Russia’s documented cyber operations against the United States and its allies span three distinct intelligence and military organizations — the FSB, the GRU, and the SVR — each with a different operational mandate and target profile. The Congressional Research Service’s updated inventory covers Russian campaigns from 2003 through 2025, a record that encompasses election interference, critical infrastructure targeting, long-duration espionage, supply chain attacks, and, most recently, campaigns specifically designed to disrupt Western support for Ukraine.
GRU: Disruption and Disinformation
The GRU’s Sandworm unit ran the most operationally aggressive documented campaign: from 2015 through 2018, it attacked Ukrainian government and critical infrastructure with BlackEnergy malware, sought to interfere in the French national elections, deployed NotPetya against U.S. hospitals, shipping companies, and pharmaceutical firms, attempted to undermine the PyeongChang Winter Olympics, targeted investigators of the Novichok poisoning, and sought access to Georgian government entities. Six GRU officers were charged by DOJ in October 2020 in connection with those operations. NotPetya alone caused billions of dollars in collateral damage to companies that were not its primary targets.
A separate GRU operation, running from 2014 through 2018, focused on disinformation and hack-and-leak. The unit compromised the World Anti-Doping Agency, the U.S. Anti-Doping Agency, the Rio Olympics, FIFA, Westinghouse Electric, and the OPCW, then published stolen and altered information to retaliate for doping charges against Russian athletes and to undermine international institutions perceived as hostile to Russian interests. The 2016 DCLeaks and Guccifer 2.0 operations — GRU campaigns targeting political campaigns, state election boards, and election technology companies — resulted in the indictment of twelve GRU intelligence officers in July 2018. APT-28 has continued operating into 2025, with a CISA advisory in May 2025 documenting GRU targeting of Western logistics companies and technology firms supporting aid delivery to Ukraine.

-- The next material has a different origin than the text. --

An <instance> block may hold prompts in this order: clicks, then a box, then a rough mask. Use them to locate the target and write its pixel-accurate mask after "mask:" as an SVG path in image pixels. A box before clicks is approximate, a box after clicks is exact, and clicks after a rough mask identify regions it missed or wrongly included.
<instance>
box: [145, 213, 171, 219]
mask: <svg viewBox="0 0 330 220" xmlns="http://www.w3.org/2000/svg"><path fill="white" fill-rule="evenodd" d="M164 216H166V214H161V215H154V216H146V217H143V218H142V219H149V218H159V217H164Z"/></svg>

FSB: Long-Duration Espionage
The FSB’s cyber operations are characterized by patience and breadth. The Snake malware campaign, attributed to the FSB and running from 2003 through 2023, conducted long-term surveillance of NATO countries for two decades before CISA published a hunting guide for the malware in May 2023. A separate FSB campaign from 2012 through 2018 targeted the operational technology of energy sector companies in 135 countries. The Yahoo breach, attributed to FSB officers from 2014 through 2016, compromised 500 million accounts and targeted journalists, government officials, cybersecurity professionals, and financial services firms. Star Blizzard, an FSB-linked actor, ran continuous spear-phishing operations against individuals and organizations from 2019 through 2023.
SVR: Supply Chain Access
The SVR’s most consequential documented operation is SolarWinds, a 2020 through 2021 supply-chain attack against the Orion software platform that gave APT-29 access to government and private-sector networks globally. The attack was not detected until December 2020 and had been active for months before discovery. A subsequent SVR operation in 2023 exploited a vulnerability in JetBrains TeamCity to compromise IT companies through their build infrastructure — the same supply-chain trust model applied to a different category of software vendor.
The cumulative picture across GRU, FSB, and SVR operations is of a state that treats cyberspace as an integrated domain for military disruption, intelligence collection, and political warfare simultaneously. The 2025 CISA advisory on logistics targeting makes explicit what the prior record implied: Russian cyber operations adapt to geopolitical conditions in near real time, and any entity touching Western supply chains for Ukraine-related aid has moved into the active target set.